Condamner la société Bouygues Bâtiment Ile De France à payer les sommes suivantes correspondant à la perte de marge sur coûts variables au titre du chiffre d'affaires qui aurait dû être réalisé durant le préavis, et ce au titre de la rupture des relations commerciales intervenues dès le mois de janvier 2014 :

- 1 538 899,75 € HT à la société LPI La Prestation Industrielle ; et

- 4 592,54 € HT à la société TRAVECO (devenue Partnaire RLM).
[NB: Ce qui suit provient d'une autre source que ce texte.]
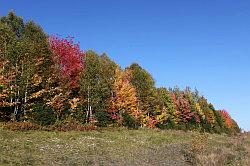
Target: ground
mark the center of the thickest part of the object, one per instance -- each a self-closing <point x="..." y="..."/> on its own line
<point x="122" y="147"/>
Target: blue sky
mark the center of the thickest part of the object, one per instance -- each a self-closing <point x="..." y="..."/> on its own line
<point x="202" y="44"/>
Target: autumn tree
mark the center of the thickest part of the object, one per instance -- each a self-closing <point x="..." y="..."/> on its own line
<point x="145" y="88"/>
<point x="124" y="102"/>
<point x="25" y="54"/>
<point x="96" y="84"/>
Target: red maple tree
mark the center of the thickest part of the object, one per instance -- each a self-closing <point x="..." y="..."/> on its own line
<point x="69" y="59"/>
<point x="227" y="118"/>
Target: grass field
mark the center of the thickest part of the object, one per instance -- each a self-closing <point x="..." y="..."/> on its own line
<point x="122" y="147"/>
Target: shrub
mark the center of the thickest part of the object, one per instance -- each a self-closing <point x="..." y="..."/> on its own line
<point x="21" y="126"/>
<point x="103" y="119"/>
<point x="70" y="125"/>
<point x="129" y="121"/>
<point x="44" y="115"/>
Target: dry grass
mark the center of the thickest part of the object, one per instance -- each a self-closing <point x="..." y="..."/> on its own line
<point x="119" y="147"/>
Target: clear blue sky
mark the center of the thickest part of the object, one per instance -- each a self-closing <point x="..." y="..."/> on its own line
<point x="196" y="43"/>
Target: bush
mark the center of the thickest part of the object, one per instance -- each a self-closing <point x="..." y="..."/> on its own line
<point x="21" y="126"/>
<point x="129" y="122"/>
<point x="103" y="119"/>
<point x="44" y="115"/>
<point x="70" y="125"/>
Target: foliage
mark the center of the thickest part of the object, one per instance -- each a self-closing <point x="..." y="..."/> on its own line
<point x="21" y="126"/>
<point x="50" y="81"/>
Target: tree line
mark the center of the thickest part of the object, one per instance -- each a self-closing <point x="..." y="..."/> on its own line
<point x="45" y="79"/>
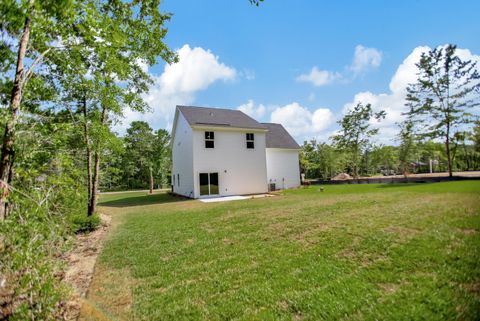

Condamner la société Brezillon à payer les sommes suivantes correspondant à la perte de marge sur coûts variables au titre du chiffre d'affaires qui aurait dû être réalisé durant le préavis, et ce au titre de la rupture des relations commerciales intervenues dès le mois de janvier 2014 :

- 103 868,98 € HT à la société LPI La Prestation Industrielle ;

- 17 519,50 € HT à la société Traveco (devenue Partnaire RLM) ;

Condamner la société Bouygues Bâtiment Sud-Est, venant aux droits de la société GFC Construction à payer les sommes suivantes correspondant à la perte de marge sur coûts variables au titre du chiffre d'affaires qui aurait dû être réalisé durant le préavis, et ce au titre de la rupture des relations commerciales intervenues dès le mois de janvier 2014 :

- 13 392,55 € HT à la société Sud Interim ;

- 78 156,91 € HT à la société Traveco Sud Est (devenue Partnaire MT) ;

- 4 735,66€ HT à la société Nimoise d'Interim Sni Traveco ;

- 5 547,96 € HT à la société Techwin Travail Temporaire ;

Condamner la société Bati Renov à payer la somme de 3 570,08 € HT à la société LPI La Prestation Industrielle correspondant à la perte de marge sur coûts variables au titre du chiffre d'affaires qui aurait dû être réalisé durant le préavis, et ce au titre de la rupture des relations commerciales intervenues dès le mois de janvier 2014 :

Condamner la société Bouygues Construction à payer la somme de 292,66 € HT à la société IN-TRA-TT [Localité 11] correspondant à la perte de marge sur coûts variables au titre du chiffre d'affaires qui aurait dû être réalisé durant le préavis, et ce au titre de la rupture des relations commerciales intervenues dès le mois de janvier 2014 :

Condamner in solidum les sociétés du Groupe Bouygues Construction au paiement de la somme forfaitaire de 350.000 € à la société LPI La Prestation Industrielle en réparation des préjudices inhérents à la fermeture des agences parisiennes LPI La Prestation Industrielle rendue nécessaire consécutivement à la brusque rupture des relations commerciales ;

Condamner in solidum les sociétés du Groupe Bouygues Construction au paiement de la somme forfaitaire de 250.000 € aux sociétés du Groupe Inter Conseil : LPI La Prestation Industrielle ; Traveco (devenue Partnaire RLM) ; Sud Interim ; Traveco Sud Est (devenue Partnaire MT) ; Nimoise d'Interim Sni Traveco ; Techwin Travail Temporaire ; IN-TRA-TT [Localité 11] en réparation de leur préjudice moral ;

En tout état de cause :

Condamner in solidum les sociétés défenderesses à devoir payer aux sociétés du Groupe Inter Conseil la somme 35.000 € en application des dispositions de l'article 700 du Code de procédure civile ;

Condamner in solidum les sociétés du Groupe Bouygues aux entiers dépens.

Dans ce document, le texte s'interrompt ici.